Ekonomi Bakanı Zafer Çağlayan, Moody’s’in Türkiye’nin kredi notunu artırmasından duyduğu memnuniyeti belirtirken, “Bundan böyle daha büyük yatırımlar gelecektir. Merkez Bankası, bunun TL’de yaratacağı baskılara hazırlıklı olmalı.” dedi.


Çağlayan, kredi notunun yatırım yapılabilir seviye olan Baa3’e getirilmesinde cari açığın daralmasının önemli rol oynadığını da vurguladı.

Çağlayan, konu ile ilgili yaptığı açıklamada şunları ifade etti:

“Notumuzun geç de olsa yatırım yapılabilir düzeye çıkmış olmasından büyük memnuniyet duyuyoruz. Türkiye gerek iktisaden gerek siyaseten bu ve hatta bunun daha üstündeki bir notu zaten hakkediyordu. Bu anlamda ben bu açıklamayı hakkımızın gecikmiş teslimi olarak görüyorum. CDS’lerimiz 110’larda. Notu bizden yüksek olan birçok ülkenin CDS primleri bizden daha yüksek. Bunu anlamak zor. İşte bu nedenle bir dengesizlik dengeye getirilmiş oluyor. Ama bunu yeterli görmek mümkün değil. Daha yüksek notlar hak ediyoruz.

Şimdi üç büyük şirketin ikisi bizi yatırım yapılabilir düzeye çıkarmış oldu. Artık gerek doğrudan yatırım anlamında gerek portföy yatırımı anlamında daha büyük yatırımlar bekliyoruz. Merkez Bankası bunun TL üzerinde yaratacağı baskılara karlı hazırlıklı olmalı.

Moody’s bundan önceki not artışını yaptığı 20 Haziran 2012’de ’cari açıkta yapısal iyileşmeye, döviz rezervlerinde artışa ya da özel sektör yabancı borçlarında azalmaya dönük ilerlemeler sağlanırsa’ not artışı yapılabileceğini açıklamıştı. Son bir yıl içinde hükümet olarak bunların hepsinde ilerleme elde ettik.
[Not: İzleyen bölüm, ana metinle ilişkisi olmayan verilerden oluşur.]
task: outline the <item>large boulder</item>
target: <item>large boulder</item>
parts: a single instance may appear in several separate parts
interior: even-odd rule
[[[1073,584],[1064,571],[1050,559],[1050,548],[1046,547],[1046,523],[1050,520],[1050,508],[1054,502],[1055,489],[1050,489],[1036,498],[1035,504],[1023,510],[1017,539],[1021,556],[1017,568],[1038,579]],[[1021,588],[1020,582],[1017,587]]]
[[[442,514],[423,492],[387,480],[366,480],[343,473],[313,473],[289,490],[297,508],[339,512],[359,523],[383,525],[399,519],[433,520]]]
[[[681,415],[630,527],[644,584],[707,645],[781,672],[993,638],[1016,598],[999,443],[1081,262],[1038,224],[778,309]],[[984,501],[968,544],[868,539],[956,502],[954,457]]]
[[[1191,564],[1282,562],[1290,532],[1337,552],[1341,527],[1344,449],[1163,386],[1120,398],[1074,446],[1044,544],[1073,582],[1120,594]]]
Özellikle geçen yıl mal ve hizmet ihracatımızda 23 milyar dolara yakın artışın cari açıktaki gerilemenin neredeyse tamamını gerçekleştirmiş olması; Türkiye ekonomisi için bir başarıdır, not artışının temel taşıdır. 152.5 milyar dolar ile rekor kıran mal, 44 milyar dolar ile rekor kıran hizmet ihracatımız ile 2012’de cari açığımızı azaltıp, büyümemizi gerçekleştirebildik.
Bundan sonra yabancı para cinsinden borçlanma faizleri düşecek ve borçlanma imkanı artacak. Bu şirketlerimiz için bir fırsat ama bu fırsatı akıllıca değerlendirmek de yine şirketlerimizin bir görevi. Bu iyileşmenin cari açığımızı olumsuz etkilemesine, şirketlerimizin döviz pozisyonlarını olumsuz etkilememesine dikkat etmeliyiz.”